Two years later, in 1587, Walter Raleigh sent a new group of colonists to America (about one hundred and fifty people, this time both men and women) under the leadership of John White. On July 22, the settlers landed on the island of Roanoke, but did not find people left there two years ago. On August 18, 1587, Virginia Dare, White’s granddaughter and the first child of English descent to be born in North America, was born in the colony. John White tried to establish good neighborly relations with the Indians, but his attempts were unsuccessful. The settlers convinced White to return to England with a request for assistance to the new settlement, and at the end of the year he went to England.
Because of the war between England and Spain, John White was able to organize an expedition and return to Roanoke only three years later, in August 1590. He saw the abandoned settlement, and the houses were dismantled, and there were no signs of struggle or battles. There was also no conventional sign (Maltese cross), which, by agreement, the settlers were supposed to carve on a tree in case of any disasters. But they found a carved inscription “Croatoan”, which gave reason to assume the possibility of resettlement of people on the island of the same name (now it is called Hatteras).

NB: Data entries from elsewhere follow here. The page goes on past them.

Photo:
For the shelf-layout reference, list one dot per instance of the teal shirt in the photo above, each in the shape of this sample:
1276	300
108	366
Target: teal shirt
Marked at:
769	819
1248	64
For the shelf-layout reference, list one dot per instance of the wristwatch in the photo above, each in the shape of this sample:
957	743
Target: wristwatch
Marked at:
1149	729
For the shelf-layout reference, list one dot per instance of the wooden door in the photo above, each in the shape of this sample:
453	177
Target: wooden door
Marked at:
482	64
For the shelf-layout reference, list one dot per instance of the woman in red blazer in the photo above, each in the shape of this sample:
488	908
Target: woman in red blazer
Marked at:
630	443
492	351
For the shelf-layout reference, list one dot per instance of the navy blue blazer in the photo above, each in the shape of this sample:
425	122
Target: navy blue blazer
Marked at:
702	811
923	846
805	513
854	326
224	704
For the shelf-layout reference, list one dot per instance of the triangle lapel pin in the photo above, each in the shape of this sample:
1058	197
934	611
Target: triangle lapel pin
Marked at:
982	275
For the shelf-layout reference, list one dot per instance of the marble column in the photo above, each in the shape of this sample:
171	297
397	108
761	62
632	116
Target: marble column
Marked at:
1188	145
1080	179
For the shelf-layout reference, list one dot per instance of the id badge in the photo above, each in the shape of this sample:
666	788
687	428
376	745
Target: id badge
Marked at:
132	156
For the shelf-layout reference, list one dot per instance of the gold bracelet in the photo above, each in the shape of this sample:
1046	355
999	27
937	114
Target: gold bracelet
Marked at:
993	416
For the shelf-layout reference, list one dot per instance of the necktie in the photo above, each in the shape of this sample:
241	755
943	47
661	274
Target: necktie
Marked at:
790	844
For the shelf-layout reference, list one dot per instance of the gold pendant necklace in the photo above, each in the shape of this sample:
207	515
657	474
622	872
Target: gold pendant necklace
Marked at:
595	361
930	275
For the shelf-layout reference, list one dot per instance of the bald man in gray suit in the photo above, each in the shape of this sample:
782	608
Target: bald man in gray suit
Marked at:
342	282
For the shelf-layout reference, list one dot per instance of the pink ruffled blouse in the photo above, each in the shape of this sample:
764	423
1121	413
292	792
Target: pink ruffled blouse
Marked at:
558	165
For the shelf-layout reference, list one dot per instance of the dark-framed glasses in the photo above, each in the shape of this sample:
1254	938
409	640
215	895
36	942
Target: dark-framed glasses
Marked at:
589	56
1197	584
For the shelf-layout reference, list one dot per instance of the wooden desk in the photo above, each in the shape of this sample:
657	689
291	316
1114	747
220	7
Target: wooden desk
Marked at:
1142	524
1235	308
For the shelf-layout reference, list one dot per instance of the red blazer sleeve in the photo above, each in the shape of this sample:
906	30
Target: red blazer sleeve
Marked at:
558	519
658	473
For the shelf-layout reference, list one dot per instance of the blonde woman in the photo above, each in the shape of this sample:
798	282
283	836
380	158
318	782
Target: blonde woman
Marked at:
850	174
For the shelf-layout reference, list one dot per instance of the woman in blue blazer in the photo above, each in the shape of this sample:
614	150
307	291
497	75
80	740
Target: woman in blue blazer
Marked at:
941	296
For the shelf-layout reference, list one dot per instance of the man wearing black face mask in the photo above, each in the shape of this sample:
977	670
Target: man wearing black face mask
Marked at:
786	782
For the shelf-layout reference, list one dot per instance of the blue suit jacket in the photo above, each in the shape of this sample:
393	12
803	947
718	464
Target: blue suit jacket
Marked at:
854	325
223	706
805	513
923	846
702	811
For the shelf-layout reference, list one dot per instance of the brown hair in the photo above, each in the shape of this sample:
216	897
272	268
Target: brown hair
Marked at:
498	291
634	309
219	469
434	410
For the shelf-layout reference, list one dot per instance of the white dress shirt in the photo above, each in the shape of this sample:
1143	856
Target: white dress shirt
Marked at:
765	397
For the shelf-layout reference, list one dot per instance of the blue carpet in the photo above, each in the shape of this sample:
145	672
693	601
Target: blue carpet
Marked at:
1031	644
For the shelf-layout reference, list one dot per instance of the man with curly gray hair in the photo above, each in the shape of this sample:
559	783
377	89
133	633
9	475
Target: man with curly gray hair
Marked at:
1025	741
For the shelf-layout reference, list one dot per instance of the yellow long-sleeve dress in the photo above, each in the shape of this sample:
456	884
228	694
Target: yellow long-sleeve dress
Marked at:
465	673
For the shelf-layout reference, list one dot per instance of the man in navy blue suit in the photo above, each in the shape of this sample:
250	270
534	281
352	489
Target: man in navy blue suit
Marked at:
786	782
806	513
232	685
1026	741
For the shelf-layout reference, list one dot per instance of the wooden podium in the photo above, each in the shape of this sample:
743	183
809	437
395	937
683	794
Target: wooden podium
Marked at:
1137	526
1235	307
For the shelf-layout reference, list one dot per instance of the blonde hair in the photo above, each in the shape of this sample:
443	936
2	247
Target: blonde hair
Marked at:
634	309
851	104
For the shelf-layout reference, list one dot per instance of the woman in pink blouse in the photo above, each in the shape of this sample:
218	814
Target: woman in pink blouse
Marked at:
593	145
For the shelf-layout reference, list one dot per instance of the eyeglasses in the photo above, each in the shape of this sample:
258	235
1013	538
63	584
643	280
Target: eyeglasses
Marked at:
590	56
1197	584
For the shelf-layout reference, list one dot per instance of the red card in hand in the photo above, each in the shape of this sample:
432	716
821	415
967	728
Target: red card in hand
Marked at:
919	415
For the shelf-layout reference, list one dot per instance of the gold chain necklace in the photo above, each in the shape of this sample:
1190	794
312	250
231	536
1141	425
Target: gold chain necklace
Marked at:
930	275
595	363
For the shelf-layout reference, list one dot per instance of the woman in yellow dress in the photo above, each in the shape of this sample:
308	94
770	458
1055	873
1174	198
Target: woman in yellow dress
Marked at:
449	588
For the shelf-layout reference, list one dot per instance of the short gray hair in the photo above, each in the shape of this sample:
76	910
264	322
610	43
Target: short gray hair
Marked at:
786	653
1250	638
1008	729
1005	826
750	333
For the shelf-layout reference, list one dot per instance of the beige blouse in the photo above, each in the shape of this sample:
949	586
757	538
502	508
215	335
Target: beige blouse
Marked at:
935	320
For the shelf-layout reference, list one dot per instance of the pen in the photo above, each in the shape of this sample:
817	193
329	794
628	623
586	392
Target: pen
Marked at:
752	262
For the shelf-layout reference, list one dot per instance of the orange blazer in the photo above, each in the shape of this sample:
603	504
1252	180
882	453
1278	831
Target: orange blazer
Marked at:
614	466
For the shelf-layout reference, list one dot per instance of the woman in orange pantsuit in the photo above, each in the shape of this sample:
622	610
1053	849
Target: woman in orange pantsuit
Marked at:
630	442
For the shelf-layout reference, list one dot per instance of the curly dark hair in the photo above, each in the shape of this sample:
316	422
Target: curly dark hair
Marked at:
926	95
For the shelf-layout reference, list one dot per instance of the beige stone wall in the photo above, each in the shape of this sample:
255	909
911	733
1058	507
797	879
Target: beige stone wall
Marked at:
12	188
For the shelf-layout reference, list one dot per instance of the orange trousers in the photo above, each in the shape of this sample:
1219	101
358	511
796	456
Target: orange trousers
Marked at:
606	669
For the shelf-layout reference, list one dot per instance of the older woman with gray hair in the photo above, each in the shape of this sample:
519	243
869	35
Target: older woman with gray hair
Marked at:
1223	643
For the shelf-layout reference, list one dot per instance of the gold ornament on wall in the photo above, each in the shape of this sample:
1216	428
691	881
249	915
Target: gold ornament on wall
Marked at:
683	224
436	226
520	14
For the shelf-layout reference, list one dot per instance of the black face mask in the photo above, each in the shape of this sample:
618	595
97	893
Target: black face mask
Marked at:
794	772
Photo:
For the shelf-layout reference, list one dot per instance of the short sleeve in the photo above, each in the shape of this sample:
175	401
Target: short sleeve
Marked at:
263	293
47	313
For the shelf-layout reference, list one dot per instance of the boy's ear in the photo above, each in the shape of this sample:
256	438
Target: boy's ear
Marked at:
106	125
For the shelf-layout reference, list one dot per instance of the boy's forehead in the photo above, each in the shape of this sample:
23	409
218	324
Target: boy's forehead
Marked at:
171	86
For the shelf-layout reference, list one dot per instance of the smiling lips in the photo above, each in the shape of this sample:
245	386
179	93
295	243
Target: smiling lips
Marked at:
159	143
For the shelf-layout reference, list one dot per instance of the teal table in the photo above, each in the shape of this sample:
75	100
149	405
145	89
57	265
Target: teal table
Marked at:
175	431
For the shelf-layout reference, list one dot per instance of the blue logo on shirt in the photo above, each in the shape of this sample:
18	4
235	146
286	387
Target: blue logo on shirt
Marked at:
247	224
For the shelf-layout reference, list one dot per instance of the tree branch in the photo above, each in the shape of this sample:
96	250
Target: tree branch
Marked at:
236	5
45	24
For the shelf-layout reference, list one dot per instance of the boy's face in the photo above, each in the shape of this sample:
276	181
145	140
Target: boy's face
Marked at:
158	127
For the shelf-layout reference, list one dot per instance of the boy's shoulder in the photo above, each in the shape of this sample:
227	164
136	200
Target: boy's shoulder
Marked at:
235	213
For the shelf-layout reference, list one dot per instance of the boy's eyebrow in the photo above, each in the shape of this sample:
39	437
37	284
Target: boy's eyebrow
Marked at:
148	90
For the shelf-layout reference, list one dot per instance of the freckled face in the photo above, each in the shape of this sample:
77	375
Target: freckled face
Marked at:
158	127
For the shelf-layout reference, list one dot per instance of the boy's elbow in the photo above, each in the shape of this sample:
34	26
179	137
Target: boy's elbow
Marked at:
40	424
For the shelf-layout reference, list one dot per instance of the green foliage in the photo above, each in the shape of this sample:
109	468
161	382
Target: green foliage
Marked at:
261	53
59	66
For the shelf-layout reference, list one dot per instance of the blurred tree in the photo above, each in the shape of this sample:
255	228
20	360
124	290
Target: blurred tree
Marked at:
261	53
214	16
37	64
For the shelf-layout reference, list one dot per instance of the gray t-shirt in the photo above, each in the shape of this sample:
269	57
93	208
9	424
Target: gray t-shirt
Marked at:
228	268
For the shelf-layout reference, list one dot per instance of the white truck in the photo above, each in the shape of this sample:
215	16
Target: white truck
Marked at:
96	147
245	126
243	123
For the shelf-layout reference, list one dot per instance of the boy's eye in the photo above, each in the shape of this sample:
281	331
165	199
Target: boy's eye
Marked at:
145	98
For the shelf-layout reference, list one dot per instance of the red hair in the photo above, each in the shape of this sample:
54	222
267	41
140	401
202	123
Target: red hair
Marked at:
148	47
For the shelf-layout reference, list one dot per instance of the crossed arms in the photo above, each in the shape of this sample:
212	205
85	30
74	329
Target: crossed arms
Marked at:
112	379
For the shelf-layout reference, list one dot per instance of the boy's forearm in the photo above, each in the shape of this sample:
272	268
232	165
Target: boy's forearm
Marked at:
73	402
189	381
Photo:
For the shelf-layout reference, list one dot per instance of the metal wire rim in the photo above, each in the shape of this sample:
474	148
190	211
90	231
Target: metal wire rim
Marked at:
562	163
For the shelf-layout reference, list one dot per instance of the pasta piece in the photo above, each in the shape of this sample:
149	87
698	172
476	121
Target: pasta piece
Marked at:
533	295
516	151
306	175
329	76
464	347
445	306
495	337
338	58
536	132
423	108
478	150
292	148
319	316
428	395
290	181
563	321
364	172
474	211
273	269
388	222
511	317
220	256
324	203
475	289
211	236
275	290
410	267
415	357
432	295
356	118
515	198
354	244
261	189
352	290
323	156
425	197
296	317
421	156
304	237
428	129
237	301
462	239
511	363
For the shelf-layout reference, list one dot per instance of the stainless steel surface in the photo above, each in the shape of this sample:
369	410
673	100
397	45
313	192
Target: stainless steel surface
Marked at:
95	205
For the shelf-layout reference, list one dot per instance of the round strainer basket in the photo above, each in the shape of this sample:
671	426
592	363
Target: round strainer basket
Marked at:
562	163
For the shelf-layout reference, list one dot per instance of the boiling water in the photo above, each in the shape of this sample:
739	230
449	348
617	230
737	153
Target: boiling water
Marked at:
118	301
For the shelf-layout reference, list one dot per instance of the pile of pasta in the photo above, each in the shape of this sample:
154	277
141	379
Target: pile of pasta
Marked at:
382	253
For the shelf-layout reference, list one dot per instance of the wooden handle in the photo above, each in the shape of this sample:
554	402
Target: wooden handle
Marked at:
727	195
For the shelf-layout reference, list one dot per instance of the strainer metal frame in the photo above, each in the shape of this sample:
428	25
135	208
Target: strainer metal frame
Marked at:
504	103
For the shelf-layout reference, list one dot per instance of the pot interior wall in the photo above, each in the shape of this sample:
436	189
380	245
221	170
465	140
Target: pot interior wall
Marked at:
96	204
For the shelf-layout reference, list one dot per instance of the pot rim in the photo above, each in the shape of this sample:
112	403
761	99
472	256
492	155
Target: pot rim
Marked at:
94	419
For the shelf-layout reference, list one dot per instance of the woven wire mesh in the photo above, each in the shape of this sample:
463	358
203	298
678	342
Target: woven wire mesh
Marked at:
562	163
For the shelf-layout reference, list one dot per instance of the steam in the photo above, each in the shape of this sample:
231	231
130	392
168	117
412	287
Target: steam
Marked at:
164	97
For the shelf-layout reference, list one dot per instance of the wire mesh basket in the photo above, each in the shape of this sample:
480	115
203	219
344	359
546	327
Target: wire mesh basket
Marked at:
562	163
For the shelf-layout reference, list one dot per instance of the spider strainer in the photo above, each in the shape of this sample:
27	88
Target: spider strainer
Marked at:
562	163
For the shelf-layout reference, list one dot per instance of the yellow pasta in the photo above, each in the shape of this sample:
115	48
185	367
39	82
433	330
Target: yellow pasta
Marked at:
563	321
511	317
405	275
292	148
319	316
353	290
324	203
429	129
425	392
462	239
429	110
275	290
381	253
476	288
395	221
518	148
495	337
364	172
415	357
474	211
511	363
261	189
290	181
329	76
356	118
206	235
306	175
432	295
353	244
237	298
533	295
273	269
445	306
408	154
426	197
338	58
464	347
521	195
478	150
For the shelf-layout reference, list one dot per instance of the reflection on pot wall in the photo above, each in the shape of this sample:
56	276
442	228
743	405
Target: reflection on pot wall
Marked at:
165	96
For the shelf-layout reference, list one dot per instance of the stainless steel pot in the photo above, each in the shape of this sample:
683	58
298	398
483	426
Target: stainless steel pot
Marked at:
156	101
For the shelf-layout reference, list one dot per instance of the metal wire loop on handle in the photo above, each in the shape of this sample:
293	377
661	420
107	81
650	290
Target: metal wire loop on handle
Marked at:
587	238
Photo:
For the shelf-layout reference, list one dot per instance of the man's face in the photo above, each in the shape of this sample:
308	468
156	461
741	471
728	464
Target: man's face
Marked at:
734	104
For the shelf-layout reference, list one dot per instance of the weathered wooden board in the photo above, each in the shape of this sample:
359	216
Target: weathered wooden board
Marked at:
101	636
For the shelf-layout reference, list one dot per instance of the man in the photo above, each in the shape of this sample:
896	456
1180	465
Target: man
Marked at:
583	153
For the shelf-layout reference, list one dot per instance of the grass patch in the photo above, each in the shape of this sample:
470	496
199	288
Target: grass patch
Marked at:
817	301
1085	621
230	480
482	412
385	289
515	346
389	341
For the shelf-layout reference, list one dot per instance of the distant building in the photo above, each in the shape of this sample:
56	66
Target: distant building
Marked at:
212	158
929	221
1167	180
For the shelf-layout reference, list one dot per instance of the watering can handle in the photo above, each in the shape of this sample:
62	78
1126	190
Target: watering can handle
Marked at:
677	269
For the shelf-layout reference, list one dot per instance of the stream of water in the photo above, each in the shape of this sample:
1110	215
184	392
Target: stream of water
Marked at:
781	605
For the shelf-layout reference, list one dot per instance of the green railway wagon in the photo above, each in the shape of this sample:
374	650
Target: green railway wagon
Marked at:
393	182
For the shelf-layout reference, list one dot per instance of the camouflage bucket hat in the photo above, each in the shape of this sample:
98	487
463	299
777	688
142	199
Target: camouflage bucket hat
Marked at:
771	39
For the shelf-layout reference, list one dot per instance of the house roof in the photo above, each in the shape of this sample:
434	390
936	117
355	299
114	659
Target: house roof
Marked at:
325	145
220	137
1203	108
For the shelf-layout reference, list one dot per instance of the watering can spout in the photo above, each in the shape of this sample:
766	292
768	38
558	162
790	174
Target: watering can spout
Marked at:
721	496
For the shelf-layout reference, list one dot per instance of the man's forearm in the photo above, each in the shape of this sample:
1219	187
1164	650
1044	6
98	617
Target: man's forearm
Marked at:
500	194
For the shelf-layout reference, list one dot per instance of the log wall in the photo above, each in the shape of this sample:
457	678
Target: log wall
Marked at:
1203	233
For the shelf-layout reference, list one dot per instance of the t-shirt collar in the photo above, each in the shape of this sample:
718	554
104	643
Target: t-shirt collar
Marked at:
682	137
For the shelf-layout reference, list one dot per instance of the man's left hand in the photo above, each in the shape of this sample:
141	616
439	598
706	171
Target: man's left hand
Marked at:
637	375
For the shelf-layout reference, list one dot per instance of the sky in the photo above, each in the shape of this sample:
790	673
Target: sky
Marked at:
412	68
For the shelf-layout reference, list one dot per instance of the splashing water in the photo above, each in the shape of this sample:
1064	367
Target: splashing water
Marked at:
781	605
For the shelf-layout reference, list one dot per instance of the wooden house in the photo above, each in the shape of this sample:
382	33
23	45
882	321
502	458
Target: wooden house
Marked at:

Due to storms and very difficult navigation conditions in the area of the Outer Banks Islands, White was forced to stop searching and the fate of the colonists is still unknown for certain. The most popular version is about the relocation of the British to another place and subsequent assimilation among the Indians. The Roanoke Colony, the first English colony in North America, went down in US history as a “vanished” or “lost colony”. In honor of Walter Raleigh, who was the initiator of its creation, the capital of North Carolina, the city of Raleigh, is named.
In the fifties of the XVII century, colonists from the north, from Virginia, began to move to the Albemarle Sound area. It was then that permanent European settlements appeared here, but Carolina received official status only a decade later.